Proprio così, «fattori d’ordine etnico», a sottolineare anche qui il timore che usanze forestiere fossero un rischio per la salute degli arruolati.

In Italia si mangiava meno carne, la dieta era più varia, le risorse più differenziate: evviva il mangiare mediterraneo, che nessuno al tempo chiamava così.

Pugliese proponeva di levare cinquanta grammi al giorno, perché c’era da tenere bene presente il fattore psicologico: il soldato era convinto che la carne gli garantisse forza, quindi guai a esagerare nel limitarla. La cosa, commentava il medico, non era poi così fondata, ma la psicologia è una cosa seria e le bistecche non solo piacevano, ma davano pure fiducia.

Una riduzione simile avrebbe comportato un risparmio di cinquecento quintali al giorno, consentendo ai bambini di recuperare il proprio latte; i militari si sarebbero accontentati di più formaggio. Tutto bene, ma, si sa, le strategie belliche devono fare i conti con contingenza e disponibilità e molte indicazioni, alimentari e non, rimasero sulla carta dei dotti e non raggiunsero mai le trincee. 

Viva i piatti meticci

La società in cui viviamo, pure a tavola, è sempre più multiculturale e la mescolanza delle abitudini alimentari è un processo lungo secoli, capace di attraversare non solo il tempo ma anche lo spazio, e allo stesso tempo motivo di svariati timori.

La diffidenza verso i nuovi cibi ha un nome, neofobia alimentare, ne soffrono più di frequente i bambini ma tra gli adulti si accompagna a un più generalizzato atteggiamento di chiusura verso le culture altre. C’è un motivo per cui non dovremmo avere paura? No, ce ne sono di più.

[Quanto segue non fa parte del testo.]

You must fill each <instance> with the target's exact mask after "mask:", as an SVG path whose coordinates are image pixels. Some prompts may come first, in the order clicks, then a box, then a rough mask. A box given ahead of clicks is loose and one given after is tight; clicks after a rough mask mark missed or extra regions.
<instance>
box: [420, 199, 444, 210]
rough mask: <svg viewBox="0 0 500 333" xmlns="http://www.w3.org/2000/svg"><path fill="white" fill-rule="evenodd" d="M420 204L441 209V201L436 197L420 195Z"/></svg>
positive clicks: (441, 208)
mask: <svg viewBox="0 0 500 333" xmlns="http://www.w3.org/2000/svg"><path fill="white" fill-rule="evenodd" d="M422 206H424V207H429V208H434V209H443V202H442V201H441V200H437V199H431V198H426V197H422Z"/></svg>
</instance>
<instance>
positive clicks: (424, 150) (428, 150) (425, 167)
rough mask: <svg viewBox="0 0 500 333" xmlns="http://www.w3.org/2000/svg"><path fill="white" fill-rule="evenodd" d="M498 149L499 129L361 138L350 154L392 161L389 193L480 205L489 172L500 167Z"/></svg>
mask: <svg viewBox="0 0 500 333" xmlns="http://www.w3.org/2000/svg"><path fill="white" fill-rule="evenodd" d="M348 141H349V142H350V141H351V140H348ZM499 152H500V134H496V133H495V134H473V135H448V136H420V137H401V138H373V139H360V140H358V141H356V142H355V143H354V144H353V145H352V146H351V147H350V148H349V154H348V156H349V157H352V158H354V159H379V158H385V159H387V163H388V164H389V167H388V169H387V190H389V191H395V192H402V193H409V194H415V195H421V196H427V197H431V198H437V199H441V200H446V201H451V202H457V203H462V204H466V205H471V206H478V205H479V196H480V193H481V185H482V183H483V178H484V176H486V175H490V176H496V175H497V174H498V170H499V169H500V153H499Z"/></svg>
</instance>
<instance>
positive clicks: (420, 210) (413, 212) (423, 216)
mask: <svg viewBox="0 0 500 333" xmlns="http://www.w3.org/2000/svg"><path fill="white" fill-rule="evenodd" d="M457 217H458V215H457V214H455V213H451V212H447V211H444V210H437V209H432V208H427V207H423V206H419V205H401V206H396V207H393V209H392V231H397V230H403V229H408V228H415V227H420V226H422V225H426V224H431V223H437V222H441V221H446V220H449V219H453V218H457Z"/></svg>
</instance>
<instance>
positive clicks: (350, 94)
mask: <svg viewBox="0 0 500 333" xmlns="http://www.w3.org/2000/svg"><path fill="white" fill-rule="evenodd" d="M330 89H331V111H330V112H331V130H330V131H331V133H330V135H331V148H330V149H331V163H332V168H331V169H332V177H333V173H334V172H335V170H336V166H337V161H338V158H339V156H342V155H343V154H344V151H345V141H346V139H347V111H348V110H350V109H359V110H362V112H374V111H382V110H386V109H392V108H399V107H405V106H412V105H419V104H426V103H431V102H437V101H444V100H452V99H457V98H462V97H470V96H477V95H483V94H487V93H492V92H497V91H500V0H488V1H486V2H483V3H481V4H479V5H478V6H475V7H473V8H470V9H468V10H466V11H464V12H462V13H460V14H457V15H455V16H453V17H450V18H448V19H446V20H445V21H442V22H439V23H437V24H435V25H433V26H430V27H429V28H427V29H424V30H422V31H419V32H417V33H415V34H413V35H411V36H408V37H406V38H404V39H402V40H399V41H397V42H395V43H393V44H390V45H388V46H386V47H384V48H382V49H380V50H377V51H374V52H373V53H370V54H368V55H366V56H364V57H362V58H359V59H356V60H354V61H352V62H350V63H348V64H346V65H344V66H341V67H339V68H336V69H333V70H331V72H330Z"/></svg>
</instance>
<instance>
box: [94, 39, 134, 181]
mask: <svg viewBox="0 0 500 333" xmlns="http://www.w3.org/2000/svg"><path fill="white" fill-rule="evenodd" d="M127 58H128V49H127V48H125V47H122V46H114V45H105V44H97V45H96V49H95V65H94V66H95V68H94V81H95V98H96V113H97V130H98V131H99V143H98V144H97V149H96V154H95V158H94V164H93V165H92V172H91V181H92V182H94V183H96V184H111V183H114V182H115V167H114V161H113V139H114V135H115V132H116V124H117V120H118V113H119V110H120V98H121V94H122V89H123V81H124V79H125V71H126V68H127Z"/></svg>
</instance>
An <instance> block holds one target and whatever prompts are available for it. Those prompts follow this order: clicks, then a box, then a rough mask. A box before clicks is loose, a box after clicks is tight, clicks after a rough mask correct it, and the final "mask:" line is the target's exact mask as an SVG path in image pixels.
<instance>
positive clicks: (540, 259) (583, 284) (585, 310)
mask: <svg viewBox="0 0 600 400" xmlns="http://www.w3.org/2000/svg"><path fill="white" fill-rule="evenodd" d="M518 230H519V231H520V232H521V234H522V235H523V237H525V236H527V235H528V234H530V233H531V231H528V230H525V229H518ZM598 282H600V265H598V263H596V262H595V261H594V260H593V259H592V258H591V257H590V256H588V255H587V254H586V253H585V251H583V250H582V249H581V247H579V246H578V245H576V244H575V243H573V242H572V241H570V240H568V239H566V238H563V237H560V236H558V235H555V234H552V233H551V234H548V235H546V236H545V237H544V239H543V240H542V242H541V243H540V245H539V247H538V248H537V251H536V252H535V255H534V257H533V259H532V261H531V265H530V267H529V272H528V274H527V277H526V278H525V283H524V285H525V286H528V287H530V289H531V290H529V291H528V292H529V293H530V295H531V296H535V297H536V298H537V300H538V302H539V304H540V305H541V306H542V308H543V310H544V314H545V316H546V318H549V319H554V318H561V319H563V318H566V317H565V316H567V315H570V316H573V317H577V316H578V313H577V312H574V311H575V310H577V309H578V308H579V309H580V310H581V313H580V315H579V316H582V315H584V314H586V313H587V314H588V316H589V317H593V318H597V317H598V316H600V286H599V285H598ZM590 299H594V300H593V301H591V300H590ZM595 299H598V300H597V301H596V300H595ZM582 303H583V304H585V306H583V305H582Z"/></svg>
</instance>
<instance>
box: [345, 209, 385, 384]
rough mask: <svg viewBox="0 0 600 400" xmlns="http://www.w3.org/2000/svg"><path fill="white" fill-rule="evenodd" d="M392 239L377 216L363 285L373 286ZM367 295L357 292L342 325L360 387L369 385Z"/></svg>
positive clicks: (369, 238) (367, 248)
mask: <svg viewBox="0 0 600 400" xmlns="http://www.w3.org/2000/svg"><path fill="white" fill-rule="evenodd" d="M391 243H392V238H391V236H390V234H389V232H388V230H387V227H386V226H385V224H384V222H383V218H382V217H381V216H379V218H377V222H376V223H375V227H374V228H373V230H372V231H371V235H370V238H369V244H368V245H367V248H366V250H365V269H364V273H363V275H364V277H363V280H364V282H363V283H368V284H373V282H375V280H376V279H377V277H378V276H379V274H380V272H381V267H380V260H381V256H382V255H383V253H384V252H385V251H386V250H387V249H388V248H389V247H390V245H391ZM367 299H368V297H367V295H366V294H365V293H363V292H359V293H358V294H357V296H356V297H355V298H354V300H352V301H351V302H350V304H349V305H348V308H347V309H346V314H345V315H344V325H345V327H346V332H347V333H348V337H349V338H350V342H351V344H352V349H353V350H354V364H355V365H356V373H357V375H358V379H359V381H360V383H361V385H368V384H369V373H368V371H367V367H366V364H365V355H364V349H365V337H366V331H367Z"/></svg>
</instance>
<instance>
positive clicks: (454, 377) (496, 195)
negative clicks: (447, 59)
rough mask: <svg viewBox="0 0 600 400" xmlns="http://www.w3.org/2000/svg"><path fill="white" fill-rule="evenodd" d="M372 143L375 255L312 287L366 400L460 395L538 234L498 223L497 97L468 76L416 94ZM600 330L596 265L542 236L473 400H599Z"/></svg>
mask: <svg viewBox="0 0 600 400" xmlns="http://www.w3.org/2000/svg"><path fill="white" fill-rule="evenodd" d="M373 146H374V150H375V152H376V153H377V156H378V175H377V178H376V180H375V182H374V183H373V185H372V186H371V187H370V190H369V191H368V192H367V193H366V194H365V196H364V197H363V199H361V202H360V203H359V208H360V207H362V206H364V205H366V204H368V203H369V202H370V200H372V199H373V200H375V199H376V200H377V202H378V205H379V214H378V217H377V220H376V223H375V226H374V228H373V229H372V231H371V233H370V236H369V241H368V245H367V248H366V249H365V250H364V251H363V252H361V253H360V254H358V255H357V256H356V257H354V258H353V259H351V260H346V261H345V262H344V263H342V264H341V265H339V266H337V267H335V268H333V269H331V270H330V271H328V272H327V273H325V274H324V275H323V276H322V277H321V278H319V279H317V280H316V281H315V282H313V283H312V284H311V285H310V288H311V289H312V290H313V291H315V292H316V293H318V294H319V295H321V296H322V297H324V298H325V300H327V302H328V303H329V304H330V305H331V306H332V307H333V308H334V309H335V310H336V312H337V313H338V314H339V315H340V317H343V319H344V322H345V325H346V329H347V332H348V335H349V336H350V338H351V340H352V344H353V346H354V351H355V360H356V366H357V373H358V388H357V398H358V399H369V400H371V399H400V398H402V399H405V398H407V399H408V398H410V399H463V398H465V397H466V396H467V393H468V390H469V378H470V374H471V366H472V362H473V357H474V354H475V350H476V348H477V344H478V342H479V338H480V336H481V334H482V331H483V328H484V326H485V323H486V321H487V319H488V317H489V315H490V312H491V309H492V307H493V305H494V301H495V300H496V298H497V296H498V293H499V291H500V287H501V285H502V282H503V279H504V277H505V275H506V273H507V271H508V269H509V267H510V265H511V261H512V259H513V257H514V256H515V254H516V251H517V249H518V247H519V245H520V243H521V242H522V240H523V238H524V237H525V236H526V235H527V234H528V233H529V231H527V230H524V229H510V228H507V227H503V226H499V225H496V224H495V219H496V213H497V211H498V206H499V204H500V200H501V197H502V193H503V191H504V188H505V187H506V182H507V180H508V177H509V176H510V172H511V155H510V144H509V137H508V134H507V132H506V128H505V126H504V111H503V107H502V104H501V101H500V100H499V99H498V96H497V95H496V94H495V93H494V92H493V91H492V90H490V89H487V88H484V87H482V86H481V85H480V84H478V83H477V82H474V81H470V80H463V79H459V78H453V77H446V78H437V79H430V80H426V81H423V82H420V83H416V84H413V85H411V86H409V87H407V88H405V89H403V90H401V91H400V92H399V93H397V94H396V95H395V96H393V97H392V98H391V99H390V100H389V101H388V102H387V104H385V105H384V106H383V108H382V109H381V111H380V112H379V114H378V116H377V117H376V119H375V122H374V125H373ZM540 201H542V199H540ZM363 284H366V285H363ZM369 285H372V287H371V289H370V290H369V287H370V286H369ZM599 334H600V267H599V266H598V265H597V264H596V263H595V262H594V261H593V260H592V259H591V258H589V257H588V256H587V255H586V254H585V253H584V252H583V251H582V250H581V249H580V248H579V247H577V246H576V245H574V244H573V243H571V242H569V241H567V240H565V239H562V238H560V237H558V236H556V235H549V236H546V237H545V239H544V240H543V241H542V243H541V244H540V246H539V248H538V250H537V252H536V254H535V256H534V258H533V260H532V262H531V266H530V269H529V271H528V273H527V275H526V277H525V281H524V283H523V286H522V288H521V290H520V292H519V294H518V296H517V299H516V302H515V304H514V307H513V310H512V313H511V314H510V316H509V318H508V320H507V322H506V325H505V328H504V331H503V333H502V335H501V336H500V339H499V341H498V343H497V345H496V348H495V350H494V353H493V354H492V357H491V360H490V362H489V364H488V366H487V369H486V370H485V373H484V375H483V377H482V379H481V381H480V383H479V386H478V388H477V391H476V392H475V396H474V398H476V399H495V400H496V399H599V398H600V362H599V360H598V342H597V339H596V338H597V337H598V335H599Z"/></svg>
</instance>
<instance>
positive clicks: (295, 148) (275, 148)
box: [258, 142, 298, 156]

Cominciamo: la varietà degli ingredienti e dei modi di abbinarli di norma aumenta la qualità nutrizionale e dunque fa bene. Proseguiamo: le ricerche raccontano che il consumo di piatti meticci favorisce la convivialità, poiché è grazie al consiglio di parenti, amiche e amici che di norma ci si accosta, in compagnia, alle mense meno note. Concludiamo: metto il punto, perché sta suonando il timer del forno e la pizza hawaiana di stasera è quasi pronta. Manca solo l’ananas sciroppato, il prosciutto già c’è.